Attention span

My comment on the op-ed article The Times view on anti-Lukashenko protests: Minsk on the Brink in The Times, 24 August 2020.


This article’s analysis is carried out without understanding how Communism worked and continues to work.

Belarus is a Communist, totalitarian country. The alleged ‘opposition’ to Lukashenko’s rule come from similarly privileged Communist class as himself. This is phoney opposition. Communists in the countries of Eastern Europe implemented a model, in which there seem to be periodic upheavals, which do not lead to any substantial change, apart from superficial rhetoric and superficial symbolism. This is an agreed upon, staged conflict. It requires a bit longer span of attention to notice that, but it is pretty obvious. It also helps to have a knowledge and familiarity with realities of everyday life in Eastern Europe.

There is no life, no opportunities outside the regime.

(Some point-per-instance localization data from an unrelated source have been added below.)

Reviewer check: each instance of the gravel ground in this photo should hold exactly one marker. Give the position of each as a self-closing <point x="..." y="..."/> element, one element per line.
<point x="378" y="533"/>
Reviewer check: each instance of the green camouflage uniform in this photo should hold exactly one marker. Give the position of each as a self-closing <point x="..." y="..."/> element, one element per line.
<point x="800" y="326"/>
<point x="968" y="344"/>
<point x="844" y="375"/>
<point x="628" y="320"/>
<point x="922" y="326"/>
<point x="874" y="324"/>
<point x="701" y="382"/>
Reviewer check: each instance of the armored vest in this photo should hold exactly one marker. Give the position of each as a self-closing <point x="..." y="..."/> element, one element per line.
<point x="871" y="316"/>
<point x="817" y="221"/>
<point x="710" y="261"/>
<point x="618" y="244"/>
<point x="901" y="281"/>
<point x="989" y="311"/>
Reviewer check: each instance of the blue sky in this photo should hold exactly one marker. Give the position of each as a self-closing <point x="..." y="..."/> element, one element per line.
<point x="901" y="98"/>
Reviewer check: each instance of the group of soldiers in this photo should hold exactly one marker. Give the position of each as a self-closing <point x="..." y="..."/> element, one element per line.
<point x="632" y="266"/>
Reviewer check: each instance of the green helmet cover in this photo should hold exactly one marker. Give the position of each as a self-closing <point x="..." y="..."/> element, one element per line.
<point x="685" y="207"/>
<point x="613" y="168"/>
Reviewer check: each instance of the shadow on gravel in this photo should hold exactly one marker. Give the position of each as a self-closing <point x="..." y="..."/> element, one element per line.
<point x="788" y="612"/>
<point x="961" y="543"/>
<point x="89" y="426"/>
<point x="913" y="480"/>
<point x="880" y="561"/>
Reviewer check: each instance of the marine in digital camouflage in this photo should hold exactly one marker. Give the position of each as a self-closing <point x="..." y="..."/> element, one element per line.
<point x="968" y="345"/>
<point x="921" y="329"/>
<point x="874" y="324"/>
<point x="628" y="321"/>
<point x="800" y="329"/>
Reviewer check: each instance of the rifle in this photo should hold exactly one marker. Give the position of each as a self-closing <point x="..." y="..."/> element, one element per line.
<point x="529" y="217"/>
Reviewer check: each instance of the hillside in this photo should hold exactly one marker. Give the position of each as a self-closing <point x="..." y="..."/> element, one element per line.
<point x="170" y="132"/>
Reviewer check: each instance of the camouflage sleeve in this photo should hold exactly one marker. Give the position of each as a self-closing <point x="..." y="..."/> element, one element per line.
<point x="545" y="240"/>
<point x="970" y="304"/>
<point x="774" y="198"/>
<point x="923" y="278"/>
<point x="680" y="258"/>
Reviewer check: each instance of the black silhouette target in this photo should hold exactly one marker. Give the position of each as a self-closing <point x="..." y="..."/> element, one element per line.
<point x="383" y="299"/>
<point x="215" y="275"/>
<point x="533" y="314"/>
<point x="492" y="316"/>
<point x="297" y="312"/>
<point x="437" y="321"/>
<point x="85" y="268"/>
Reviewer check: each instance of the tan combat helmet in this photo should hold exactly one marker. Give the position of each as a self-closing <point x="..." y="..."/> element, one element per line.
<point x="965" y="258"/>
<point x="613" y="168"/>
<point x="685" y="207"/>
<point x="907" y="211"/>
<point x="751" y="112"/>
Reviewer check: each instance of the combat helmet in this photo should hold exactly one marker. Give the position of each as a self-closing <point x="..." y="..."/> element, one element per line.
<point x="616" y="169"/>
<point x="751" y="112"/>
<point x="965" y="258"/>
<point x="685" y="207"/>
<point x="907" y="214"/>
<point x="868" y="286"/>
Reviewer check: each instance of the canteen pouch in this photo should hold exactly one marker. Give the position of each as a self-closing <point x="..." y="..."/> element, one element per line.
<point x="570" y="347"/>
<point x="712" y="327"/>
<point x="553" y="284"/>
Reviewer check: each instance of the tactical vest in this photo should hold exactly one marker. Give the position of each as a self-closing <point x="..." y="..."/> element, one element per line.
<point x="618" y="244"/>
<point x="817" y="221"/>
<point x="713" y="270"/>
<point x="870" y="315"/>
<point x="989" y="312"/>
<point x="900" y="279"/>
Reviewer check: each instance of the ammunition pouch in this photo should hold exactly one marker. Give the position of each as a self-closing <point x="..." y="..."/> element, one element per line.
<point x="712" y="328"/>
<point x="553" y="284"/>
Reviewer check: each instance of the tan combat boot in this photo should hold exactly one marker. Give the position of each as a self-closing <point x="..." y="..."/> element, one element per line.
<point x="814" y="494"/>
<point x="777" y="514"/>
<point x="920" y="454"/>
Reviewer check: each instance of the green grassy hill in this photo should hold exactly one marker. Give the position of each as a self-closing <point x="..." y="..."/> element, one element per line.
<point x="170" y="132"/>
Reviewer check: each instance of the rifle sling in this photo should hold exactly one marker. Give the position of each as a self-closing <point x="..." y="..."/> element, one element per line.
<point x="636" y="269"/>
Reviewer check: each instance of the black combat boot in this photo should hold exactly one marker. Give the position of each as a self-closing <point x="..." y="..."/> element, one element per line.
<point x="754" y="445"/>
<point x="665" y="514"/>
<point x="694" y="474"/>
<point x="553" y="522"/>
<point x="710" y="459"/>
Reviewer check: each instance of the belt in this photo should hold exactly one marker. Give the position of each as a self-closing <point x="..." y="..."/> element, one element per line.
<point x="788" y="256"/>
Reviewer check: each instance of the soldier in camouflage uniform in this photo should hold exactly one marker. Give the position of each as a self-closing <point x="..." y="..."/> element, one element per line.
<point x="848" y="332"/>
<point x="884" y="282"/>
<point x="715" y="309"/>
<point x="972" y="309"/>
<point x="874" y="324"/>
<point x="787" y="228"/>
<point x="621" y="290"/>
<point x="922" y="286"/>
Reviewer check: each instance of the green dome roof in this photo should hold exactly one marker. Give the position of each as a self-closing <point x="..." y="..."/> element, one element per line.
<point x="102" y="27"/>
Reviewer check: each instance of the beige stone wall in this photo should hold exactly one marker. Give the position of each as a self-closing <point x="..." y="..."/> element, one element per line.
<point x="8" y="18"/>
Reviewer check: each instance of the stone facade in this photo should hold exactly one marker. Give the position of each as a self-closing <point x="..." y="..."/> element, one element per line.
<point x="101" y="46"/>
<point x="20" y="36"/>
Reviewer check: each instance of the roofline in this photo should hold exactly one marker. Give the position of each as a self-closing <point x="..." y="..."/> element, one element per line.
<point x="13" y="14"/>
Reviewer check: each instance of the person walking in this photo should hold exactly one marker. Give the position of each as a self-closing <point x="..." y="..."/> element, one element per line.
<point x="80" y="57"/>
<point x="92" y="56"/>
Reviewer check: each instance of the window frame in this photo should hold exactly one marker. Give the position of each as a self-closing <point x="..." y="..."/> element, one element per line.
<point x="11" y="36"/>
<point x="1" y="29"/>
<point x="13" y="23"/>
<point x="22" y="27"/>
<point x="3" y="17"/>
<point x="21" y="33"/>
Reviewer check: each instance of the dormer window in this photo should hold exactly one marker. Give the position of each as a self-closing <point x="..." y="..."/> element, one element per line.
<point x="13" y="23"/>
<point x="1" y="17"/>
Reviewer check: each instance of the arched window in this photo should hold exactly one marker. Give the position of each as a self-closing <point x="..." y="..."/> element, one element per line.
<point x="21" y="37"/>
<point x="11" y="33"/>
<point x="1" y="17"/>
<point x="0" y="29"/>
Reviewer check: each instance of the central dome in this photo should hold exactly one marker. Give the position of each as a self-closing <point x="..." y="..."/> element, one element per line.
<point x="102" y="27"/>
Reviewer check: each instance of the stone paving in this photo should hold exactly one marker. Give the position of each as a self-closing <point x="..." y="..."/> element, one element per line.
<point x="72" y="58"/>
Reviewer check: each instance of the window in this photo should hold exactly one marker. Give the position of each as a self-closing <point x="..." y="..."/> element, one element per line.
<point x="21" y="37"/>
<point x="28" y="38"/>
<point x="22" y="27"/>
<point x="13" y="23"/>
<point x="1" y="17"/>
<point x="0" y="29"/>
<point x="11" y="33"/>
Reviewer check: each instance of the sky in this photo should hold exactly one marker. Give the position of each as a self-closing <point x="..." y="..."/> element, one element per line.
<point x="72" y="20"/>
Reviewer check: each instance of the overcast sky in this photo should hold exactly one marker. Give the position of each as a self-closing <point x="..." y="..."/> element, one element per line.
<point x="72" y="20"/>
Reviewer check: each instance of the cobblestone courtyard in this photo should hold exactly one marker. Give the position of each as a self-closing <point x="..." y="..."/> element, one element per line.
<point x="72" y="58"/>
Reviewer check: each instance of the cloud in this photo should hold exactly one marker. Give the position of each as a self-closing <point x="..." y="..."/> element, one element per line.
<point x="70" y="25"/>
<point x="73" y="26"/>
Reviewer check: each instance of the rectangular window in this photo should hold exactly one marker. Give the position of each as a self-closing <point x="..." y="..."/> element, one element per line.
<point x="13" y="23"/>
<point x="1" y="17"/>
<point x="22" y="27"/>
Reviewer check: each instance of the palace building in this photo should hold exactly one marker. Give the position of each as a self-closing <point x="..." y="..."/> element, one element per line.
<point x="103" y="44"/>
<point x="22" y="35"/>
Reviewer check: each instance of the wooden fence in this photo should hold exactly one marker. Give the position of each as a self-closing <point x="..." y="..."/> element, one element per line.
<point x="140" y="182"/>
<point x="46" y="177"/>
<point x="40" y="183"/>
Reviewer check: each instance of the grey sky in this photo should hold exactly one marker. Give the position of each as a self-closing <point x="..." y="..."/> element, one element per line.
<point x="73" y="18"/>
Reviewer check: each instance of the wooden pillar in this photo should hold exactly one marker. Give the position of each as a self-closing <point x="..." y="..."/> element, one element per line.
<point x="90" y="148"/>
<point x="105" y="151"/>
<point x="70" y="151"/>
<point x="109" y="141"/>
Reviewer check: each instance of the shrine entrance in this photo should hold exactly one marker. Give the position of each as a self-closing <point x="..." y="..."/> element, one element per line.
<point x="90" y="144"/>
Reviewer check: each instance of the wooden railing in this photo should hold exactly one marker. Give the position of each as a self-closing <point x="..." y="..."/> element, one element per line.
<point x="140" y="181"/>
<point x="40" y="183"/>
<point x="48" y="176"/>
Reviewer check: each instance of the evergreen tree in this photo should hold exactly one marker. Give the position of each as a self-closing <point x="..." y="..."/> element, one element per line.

Western media generally get it wrong. The presence of crowds on the streets does not mean that there is suddenly irrepressible desire to lead a just and honest life. To stop lying and pretending, to risk it all for democratic ideals. This crowd as opportunistic as ever.

You seriously underestimate the capacity of Communist regimes to fabricate fake conflicts and fake narrative. “Never tell truth when a lie will do”.

Poland experienced mass demonstrations and strikes forty years ago. I participated in a sit-in at the university in Toruń as a first-year chemistry student. It seemed that masses of people really wanted change. However, as years went by, it became more and more clear that those protests have been organized by the regime themselves. No Communists were harmed and have not suffered in any way. Quite the opposite.

My wife Małgorzata Głuchowska and I were expelled from our jobs in 2015, from the State School of Music in Zielona Góra and from Adam Mickiewicz University in Poznań (LSB). We refused to lie and falsify state documents. We demanded truth, honesty, justice, dignity, human rights.

Now I am working as a shop assistant at a west London greengrocer’s. My pianist wife is unemployed in Poland. I have a PhD from a very good American university. I was happy to come to work at the Polish university with my own laptop (they didn’t want to buy me one). I paid for trips to conferences partly from my own pocket.

There is, however, one fundamental difference between us and the functionaries running state institutions in Poland. I am proud of my parents’ resistance to Communism. Real resistance. My father deserted from Communist army in January 1945. He was imprisoned in a concentration camp in northern Russia from 1945 to 1954. My mother was imprisoned from 1949 to 1956.

Communists have very long memory and very long hands.